SSO, via SAML or OIDC, handles the login moment: it proves who someone is when they sign in. SCIM handles everything after that: it keeps the app's user list in sync with your identity provider, so someone deprovisioned in Okta or Entra ID loses access to the writing tool automatically instead of keeping a stale account alive. IT reviewers typically test both, since SAML alone can't reflect an access change made after login.

Does an AI blog writer train on our content?+

It depends entirely on the underlying model vendor's policy and whether the writing tool uses your own API key or a shared one. Anthropic's default policy states it will not use inputs or outputs from commercial products, including the API, to train its models, unless a customer explicitly opts in. A bring-your-own-key architecture means that policy applies directly to your account, not to a shared pool the vendor controls.

What should a data residency and sub-processor disclosure cover for an AI writing tool?+

Three things, at minimum: which region your content and account data are stored in, a named list of every sub-processor that touches that data (the model provider, hosting, any analytics), and a commitment to notify you before that list changes. A vendor that can't produce this list on request, rather than after a follow-up email, is a signal worth weighing on its own.

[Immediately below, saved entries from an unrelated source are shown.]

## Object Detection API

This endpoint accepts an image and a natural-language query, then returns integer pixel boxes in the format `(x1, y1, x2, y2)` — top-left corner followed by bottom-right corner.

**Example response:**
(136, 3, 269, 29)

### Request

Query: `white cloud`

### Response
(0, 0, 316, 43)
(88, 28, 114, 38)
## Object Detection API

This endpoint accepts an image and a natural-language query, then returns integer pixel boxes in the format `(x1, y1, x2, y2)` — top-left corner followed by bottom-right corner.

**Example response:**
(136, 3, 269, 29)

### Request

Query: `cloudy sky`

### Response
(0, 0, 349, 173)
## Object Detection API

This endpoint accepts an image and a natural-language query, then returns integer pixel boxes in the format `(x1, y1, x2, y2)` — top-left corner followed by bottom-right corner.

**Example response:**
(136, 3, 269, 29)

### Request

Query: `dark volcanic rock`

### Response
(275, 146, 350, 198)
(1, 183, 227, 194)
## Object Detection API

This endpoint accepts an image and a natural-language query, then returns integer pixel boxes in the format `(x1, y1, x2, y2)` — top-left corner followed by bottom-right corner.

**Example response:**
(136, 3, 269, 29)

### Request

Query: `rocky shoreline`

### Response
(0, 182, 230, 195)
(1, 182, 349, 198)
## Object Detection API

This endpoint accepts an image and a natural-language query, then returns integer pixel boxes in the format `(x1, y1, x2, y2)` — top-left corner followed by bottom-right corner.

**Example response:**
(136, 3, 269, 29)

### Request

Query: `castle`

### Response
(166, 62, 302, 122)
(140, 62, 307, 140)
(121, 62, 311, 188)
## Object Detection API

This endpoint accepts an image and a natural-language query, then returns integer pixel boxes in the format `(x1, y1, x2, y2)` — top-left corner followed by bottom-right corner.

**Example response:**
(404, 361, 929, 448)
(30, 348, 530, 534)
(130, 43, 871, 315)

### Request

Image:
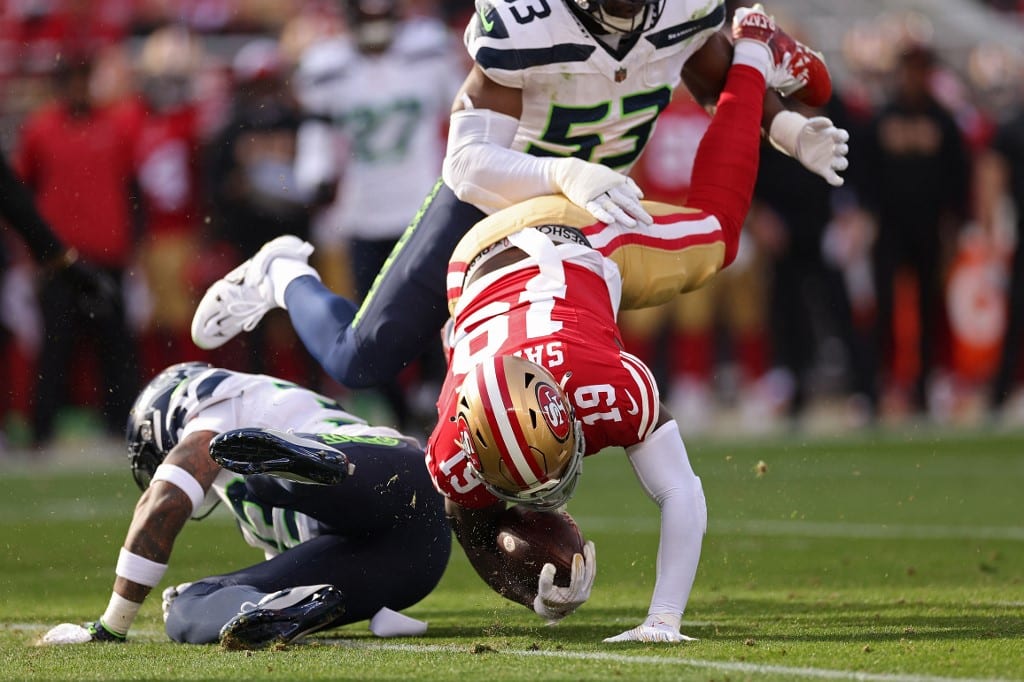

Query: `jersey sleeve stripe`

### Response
(475, 44, 596, 72)
(591, 224, 724, 256)
(479, 361, 539, 487)
(620, 351, 660, 440)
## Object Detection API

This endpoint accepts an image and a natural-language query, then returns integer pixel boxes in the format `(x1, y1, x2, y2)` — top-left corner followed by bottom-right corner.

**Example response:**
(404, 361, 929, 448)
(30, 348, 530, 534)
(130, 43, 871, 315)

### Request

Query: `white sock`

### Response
(100, 592, 142, 636)
(268, 258, 320, 309)
(733, 40, 772, 80)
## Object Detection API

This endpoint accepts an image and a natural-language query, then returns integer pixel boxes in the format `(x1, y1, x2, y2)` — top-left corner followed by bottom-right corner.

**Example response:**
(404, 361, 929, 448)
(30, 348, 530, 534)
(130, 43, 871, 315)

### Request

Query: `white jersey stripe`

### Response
(584, 215, 722, 252)
(482, 359, 540, 486)
(620, 351, 660, 440)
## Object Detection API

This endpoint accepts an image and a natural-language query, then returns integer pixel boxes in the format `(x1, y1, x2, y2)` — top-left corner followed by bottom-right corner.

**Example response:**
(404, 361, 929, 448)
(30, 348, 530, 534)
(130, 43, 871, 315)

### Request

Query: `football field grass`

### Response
(1, 428, 1022, 680)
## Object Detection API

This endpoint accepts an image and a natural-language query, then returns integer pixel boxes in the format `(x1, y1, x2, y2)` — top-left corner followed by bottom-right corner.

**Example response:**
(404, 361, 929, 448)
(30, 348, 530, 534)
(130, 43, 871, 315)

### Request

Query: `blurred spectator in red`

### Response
(0, 0, 130, 77)
(121, 25, 209, 377)
(862, 44, 970, 415)
(13, 54, 139, 445)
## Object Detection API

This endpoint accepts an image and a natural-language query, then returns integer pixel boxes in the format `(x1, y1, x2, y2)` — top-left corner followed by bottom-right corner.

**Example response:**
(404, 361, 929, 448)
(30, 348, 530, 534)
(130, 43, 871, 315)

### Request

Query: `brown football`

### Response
(495, 506, 586, 589)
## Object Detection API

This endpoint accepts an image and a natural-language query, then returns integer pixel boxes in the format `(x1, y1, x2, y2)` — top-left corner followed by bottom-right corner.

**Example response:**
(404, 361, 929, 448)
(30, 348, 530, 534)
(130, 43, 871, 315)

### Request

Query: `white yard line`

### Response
(8, 624, 1016, 682)
(323, 641, 1018, 682)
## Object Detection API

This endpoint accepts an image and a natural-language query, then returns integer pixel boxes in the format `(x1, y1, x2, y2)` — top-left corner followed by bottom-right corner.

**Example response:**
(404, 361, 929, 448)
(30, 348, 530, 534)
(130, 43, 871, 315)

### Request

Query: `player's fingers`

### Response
(607, 203, 637, 228)
(832, 155, 849, 172)
(569, 552, 586, 597)
(583, 541, 597, 587)
(585, 199, 616, 225)
(824, 170, 844, 187)
(537, 562, 556, 595)
(624, 176, 644, 199)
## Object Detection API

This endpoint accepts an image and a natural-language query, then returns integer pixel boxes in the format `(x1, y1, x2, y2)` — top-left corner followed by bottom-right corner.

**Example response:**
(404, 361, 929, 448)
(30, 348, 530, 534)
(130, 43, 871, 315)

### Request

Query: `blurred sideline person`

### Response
(14, 54, 139, 446)
(978, 83, 1024, 414)
(40, 362, 449, 649)
(292, 0, 462, 429)
(198, 6, 830, 643)
(191, 0, 849, 399)
(621, 90, 768, 432)
(862, 44, 970, 414)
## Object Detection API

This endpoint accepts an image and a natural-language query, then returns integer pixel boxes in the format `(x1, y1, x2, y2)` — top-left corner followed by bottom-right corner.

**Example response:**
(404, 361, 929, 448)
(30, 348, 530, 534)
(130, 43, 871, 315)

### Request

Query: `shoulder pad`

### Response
(465, 0, 595, 88)
(643, 1, 725, 50)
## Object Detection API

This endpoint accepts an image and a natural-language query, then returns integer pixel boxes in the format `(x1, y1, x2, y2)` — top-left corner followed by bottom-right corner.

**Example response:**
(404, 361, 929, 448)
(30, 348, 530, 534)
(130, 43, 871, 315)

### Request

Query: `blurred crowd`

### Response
(1, 0, 1023, 451)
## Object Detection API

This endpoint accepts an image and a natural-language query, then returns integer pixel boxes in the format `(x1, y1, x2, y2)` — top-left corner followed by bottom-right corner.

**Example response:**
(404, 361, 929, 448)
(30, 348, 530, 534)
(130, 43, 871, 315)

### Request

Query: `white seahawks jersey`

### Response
(294, 19, 464, 240)
(172, 368, 416, 558)
(466, 0, 725, 172)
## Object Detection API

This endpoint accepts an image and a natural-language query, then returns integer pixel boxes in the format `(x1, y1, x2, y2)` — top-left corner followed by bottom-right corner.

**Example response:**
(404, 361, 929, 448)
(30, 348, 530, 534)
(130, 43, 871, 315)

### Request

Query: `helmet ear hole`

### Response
(474, 429, 489, 449)
(528, 409, 538, 429)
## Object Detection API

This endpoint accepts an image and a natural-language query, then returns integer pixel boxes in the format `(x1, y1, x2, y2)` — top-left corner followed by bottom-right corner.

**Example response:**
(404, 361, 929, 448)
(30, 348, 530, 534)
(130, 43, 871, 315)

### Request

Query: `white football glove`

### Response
(603, 614, 698, 643)
(161, 581, 193, 623)
(551, 158, 652, 227)
(39, 620, 126, 645)
(769, 110, 849, 187)
(533, 540, 596, 624)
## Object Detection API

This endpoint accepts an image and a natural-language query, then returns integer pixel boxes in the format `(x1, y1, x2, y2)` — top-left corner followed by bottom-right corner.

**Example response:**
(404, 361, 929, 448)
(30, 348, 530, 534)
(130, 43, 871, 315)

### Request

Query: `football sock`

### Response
(685, 60, 766, 267)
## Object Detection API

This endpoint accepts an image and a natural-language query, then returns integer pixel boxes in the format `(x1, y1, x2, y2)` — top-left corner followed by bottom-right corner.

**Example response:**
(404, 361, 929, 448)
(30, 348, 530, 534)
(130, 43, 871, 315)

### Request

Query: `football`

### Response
(495, 506, 586, 588)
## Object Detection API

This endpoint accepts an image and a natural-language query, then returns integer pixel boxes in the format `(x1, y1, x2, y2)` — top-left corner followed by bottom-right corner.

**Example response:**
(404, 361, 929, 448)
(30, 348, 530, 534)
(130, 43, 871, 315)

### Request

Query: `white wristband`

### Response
(116, 548, 168, 588)
(151, 463, 206, 515)
(768, 109, 807, 158)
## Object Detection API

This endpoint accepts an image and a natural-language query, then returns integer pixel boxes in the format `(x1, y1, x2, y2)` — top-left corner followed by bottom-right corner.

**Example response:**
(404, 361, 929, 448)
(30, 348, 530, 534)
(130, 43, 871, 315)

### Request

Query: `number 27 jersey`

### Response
(466, 0, 725, 172)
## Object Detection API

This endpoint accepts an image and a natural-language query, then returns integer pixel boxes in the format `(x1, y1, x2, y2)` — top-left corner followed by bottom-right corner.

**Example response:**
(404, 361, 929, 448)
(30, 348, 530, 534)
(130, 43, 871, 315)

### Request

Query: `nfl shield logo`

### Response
(614, 67, 627, 82)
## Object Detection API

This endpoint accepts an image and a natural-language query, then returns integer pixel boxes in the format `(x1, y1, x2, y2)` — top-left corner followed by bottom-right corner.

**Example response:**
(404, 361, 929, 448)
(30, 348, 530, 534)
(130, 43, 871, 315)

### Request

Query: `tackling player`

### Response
(40, 362, 449, 649)
(193, 6, 823, 643)
(191, 0, 849, 394)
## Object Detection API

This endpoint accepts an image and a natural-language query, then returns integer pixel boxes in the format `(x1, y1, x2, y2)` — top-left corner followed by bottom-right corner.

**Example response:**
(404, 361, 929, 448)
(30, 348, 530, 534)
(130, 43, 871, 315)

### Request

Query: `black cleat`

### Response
(219, 584, 345, 650)
(210, 428, 355, 485)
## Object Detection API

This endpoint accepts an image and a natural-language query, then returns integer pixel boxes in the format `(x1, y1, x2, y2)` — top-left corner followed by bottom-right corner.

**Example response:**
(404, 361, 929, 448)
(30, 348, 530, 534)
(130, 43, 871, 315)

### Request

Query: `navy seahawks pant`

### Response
(284, 180, 485, 388)
(165, 441, 450, 644)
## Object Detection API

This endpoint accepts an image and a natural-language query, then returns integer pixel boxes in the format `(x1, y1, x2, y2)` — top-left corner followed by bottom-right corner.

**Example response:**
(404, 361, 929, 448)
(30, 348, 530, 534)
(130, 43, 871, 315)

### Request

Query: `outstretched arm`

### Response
(42, 431, 221, 643)
(604, 409, 706, 643)
(683, 30, 848, 187)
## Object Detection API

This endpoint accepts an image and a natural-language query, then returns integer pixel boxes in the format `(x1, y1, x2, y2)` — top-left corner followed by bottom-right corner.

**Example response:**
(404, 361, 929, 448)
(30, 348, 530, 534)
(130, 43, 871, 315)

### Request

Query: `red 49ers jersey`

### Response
(426, 243, 660, 509)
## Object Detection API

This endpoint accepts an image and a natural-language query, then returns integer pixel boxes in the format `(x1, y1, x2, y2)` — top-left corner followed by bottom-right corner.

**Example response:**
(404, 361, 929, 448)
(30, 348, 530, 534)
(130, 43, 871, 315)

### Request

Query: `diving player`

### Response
(191, 1, 848, 393)
(40, 362, 449, 649)
(192, 5, 822, 643)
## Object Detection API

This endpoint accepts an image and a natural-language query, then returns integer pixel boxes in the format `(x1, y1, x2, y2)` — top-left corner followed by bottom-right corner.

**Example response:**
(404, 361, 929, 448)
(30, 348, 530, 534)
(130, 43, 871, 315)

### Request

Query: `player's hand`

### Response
(552, 158, 652, 227)
(44, 250, 121, 319)
(769, 111, 849, 187)
(603, 614, 698, 643)
(533, 540, 596, 623)
(39, 620, 126, 645)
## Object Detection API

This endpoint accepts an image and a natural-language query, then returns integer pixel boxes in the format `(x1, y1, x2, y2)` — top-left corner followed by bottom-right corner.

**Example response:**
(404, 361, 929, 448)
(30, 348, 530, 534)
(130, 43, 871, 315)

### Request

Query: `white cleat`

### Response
(191, 235, 313, 349)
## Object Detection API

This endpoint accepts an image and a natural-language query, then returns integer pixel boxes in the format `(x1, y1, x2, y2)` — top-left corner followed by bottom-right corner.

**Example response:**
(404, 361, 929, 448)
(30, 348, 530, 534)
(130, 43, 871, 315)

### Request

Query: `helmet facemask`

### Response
(126, 362, 211, 491)
(570, 0, 664, 38)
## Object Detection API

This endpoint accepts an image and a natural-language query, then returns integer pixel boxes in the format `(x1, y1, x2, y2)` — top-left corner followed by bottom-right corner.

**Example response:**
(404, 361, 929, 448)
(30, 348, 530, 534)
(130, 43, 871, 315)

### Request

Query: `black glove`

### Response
(84, 619, 127, 643)
(45, 249, 122, 319)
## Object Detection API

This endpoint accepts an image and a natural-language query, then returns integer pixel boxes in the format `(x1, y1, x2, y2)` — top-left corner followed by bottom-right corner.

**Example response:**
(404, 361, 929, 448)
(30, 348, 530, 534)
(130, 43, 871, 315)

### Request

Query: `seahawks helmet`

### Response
(340, 0, 400, 52)
(126, 362, 211, 491)
(455, 355, 585, 511)
(569, 0, 664, 38)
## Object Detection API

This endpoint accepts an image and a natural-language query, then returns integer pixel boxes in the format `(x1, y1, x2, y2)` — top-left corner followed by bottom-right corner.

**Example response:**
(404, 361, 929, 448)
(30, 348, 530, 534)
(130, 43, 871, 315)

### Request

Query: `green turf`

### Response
(1, 429, 1022, 680)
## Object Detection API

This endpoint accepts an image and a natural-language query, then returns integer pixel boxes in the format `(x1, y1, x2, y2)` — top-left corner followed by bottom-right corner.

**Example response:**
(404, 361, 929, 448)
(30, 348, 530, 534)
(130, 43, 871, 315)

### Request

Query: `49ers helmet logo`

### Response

What audit trail should an enterprise expect from an AI content tool?+

An exportable, timestamped record of who drafted what, who reviewed it, what changed between draft and published, and who approved the merge, not a dashboard you have to trust the vendor is reading correctly. A tool built on Git pull requests gives you this by default: commit history, review comments, and the merge event are already a permanent, exportable record.